Video: A four-minute video on the ASU website explains the importance of emotional well-being in a college community and offers brief information about signs of distress and ways to help.

Video courtesy ASU Counseling

General helping skills: This two-hour training is open to any ASU student who is interested. Primary goals are to learn about mental health and signs of distress and to hone skills as a helper.

Leadership training: This two-and-a-half-hour session is open to student leaders in residence halls, student government, clubs, Greek life, athletics or other areas with a focus on mental health and signs of distress in individuals and in groups and ways to build and sustain emotionally healthy communities and teams.

Care Squad: A six-hour training for students who want an active role in mentoring and serving individuals and groups of students. After training, Care Squad members will provide direct service in the form of outreach training and events, drop-in support groups and workshops.

Over the past year, 612 students were trained in general helping skills, 56 student-leaders took leadership training and 73 students trained to become part of the Care Squad.

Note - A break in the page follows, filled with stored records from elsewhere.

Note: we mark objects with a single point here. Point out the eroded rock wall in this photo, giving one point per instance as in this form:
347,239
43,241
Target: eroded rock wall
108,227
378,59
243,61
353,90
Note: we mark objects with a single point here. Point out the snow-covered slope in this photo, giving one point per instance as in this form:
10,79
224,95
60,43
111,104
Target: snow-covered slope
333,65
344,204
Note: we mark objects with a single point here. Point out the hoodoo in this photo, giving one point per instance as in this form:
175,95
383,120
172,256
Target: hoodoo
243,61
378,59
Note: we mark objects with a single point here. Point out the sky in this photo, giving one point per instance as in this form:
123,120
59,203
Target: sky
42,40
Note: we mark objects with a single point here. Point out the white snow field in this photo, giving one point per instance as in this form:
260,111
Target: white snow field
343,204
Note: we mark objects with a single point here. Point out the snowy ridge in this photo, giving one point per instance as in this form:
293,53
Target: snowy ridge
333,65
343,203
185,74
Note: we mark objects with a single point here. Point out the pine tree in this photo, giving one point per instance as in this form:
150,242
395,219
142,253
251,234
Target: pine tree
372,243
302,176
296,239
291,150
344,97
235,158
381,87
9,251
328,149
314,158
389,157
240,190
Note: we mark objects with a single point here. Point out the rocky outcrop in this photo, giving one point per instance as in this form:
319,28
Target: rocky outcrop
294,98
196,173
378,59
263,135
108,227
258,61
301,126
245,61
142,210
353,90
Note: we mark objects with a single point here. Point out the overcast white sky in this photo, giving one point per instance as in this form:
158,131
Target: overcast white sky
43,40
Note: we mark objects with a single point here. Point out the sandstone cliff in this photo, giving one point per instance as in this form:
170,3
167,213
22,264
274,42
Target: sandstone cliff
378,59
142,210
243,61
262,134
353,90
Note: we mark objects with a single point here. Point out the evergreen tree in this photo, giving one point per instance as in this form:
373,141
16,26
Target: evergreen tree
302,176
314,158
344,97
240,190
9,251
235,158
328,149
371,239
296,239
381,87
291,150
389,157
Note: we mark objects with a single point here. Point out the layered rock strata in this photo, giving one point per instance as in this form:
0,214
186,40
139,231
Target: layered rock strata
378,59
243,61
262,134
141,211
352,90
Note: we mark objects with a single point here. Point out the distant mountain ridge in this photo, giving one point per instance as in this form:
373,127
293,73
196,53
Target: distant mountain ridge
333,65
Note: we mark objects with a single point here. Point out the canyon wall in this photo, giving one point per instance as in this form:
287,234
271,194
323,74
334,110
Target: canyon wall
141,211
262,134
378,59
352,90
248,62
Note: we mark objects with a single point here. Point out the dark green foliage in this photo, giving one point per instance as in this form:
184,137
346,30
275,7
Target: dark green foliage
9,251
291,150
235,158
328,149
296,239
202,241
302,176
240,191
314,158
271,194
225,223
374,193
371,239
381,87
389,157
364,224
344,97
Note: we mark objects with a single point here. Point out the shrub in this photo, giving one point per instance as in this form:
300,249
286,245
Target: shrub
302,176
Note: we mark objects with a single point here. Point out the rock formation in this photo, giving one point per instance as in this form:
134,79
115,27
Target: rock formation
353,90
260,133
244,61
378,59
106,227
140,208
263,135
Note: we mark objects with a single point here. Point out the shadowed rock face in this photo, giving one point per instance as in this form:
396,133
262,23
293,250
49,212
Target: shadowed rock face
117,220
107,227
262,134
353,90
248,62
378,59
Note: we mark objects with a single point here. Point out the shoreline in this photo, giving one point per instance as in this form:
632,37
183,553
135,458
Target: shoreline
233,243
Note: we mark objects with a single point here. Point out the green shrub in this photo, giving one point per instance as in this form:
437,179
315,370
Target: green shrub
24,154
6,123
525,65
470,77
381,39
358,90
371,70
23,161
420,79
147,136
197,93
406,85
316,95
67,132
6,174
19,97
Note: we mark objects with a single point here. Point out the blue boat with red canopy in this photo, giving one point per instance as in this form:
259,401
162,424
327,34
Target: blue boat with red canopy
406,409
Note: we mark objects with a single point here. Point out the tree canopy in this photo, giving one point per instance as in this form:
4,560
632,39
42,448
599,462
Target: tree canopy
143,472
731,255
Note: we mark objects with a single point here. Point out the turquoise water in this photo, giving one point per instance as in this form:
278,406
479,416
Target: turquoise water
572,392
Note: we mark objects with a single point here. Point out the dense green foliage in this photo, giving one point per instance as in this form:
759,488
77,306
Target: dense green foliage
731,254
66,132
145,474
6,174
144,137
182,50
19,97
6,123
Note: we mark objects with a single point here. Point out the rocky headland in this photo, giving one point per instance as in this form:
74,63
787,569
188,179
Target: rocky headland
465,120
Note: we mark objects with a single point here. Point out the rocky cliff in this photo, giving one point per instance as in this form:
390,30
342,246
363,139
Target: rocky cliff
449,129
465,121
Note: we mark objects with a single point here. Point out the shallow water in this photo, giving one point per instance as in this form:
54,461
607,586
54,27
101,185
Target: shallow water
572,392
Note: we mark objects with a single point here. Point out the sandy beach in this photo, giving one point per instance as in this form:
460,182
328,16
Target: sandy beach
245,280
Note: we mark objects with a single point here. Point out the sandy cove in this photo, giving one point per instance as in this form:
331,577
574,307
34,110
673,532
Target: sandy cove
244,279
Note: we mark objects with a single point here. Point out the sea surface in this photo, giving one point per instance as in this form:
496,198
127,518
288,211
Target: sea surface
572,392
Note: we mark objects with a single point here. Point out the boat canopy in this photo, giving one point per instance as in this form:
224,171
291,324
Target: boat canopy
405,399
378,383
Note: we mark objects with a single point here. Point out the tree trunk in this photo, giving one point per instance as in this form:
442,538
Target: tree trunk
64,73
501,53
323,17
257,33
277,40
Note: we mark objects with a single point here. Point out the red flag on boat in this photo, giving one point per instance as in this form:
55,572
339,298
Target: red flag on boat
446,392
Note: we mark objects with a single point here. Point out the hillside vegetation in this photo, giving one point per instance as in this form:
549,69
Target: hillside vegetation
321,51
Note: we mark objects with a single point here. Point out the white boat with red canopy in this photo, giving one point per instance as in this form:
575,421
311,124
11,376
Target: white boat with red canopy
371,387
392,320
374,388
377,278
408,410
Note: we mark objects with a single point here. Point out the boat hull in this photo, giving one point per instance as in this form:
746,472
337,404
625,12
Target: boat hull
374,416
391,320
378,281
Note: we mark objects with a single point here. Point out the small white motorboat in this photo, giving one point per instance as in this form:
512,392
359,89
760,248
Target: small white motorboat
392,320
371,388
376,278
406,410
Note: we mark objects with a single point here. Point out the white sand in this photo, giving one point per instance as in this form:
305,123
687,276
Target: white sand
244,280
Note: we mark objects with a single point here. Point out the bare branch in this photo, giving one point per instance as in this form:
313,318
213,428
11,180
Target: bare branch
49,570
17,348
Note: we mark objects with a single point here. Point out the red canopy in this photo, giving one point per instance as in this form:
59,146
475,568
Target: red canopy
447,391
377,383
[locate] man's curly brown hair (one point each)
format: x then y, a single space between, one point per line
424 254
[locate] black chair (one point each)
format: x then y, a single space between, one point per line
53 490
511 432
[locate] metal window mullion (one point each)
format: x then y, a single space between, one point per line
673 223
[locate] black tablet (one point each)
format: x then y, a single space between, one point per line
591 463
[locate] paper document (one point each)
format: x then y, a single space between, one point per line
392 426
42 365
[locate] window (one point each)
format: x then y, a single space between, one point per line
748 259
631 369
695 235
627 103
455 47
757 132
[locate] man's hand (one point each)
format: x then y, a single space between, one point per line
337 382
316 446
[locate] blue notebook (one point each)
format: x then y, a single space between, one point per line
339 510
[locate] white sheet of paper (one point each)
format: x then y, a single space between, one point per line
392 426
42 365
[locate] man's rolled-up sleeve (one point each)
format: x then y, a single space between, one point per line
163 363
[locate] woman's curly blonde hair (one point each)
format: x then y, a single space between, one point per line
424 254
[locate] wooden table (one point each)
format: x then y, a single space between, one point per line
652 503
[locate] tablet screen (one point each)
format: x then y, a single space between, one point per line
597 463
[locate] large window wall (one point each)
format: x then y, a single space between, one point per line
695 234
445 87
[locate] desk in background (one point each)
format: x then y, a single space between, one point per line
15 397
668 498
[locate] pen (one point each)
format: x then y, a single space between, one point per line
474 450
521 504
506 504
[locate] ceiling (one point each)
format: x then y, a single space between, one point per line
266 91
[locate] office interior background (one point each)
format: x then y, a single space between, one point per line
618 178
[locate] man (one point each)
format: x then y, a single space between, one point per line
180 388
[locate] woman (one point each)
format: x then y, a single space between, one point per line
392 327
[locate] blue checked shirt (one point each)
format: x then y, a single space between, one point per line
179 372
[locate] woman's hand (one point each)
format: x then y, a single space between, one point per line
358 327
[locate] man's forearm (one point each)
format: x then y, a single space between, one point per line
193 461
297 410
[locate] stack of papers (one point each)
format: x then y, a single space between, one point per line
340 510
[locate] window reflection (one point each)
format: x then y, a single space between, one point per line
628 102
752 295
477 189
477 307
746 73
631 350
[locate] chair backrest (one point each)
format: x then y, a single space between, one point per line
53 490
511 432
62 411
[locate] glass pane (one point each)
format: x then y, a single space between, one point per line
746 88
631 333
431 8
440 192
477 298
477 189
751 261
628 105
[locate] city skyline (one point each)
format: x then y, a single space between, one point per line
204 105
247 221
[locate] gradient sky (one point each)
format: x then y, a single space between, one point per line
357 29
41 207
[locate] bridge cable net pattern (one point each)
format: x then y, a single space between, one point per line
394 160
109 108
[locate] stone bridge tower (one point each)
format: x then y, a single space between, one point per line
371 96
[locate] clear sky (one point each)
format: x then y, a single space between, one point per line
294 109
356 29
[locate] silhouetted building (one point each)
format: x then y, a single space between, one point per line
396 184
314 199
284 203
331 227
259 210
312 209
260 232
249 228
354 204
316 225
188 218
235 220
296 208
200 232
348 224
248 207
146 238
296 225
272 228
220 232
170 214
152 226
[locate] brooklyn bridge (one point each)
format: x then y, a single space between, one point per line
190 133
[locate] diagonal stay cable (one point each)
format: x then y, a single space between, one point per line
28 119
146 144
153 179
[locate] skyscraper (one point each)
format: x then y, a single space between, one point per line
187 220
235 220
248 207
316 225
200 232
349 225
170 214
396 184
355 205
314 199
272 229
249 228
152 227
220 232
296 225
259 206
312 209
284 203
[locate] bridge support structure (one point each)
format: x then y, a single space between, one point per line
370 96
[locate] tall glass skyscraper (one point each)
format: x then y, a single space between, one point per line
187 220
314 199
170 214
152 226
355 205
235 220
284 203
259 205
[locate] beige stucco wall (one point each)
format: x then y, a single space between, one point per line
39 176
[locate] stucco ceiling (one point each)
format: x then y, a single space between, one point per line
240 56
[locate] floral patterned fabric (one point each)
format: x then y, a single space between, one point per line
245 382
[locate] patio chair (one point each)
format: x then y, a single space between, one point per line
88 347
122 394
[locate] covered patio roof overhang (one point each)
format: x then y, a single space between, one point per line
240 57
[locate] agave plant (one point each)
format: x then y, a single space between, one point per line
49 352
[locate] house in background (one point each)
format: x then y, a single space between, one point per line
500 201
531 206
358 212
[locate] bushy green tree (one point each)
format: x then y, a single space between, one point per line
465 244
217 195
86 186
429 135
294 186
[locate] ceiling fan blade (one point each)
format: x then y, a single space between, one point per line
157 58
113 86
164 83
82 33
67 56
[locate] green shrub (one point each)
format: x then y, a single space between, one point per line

The sessions offer specific skills in how to ask someone how they’re doing in a way that creates the openness for response and how to communicate in an empathetic way.

“We also offer students ideas about what to do when you hear something that’s concerning or sad or scary. Because we all have those things in our life. And if I share my sadness with you, now you have to hold my sadness a little bit,” Krasnow said.

“And so it’s both how to ask and how to receive information. Because if you only teach someone how to ask, they’re underprepared for what to do with it.”

Krasnow said that sometimes students worry that a peer will share something that shows they’re really at risk.

“My answer is that they’re already talking to each other about their pain. But if they’re not, and someone shares that, thank goodness. Because that person can get help.

“What we don’t want is students to feel alone in their pain. What we don’t want is someone to be at risk and to think that there’s no one they can talk to.”

Preston Johnson, a graduate student at ASU, took the Care Squad training and found that students were happy to learn specific ways of responding.

“What are some ways to navigate those conversations without being charged with, ‘How do I fix this for them?’ ” he said.

“It was an in-depth look at how to be supportive rather than remediative.”

For example, when someone describes stress over an exam, don’t point out that that he or she should attend tutoring.

Advice comes from good intentions. “But the subtext can be, ‘I don’t want to experience that stress with you. I want you to be out of it,’" he said.

“An empathetic response takes vulnerability and effort. A simple response is, ‘Wow, it sounds like this class means a lot and you’re worried.’ It’s communicating, ‘It’s OK for you to feel this way in front of me.’ ”

Johnson said that Devils 4 Devils is about creating an environment where people feel supported in sharing their feelings.

“It builds on this philosophy that people in general can handle the things that come up in their own lives. What’s difficult is when you feel like, ‘I’m in this by myself.’"

Other universities offer peer counseling, but ASU is unique because the trained students are not part of Counseling Services and Devils 4 Devils is a university-wide wellness initiative, Krasnow said.

“There will never be enough professional counselors in the world for everybody who will be in pain, and nor should we think that all emotional pain should be dealt with by professional counselors,” he said. “We invest in professional counselors, and psychologists and social workers, we invest in peer-to-peer impact, we invest in online strategies and self-help, all to try and reach as many people as possible.”

Next, the individual colleges will have their own Devils 4 Devils.

“What’s the Devils 4 Devils engineering version? Or journalism version?” he said.

“By doing that we’ll adjust it even further because there will be college-culture components.”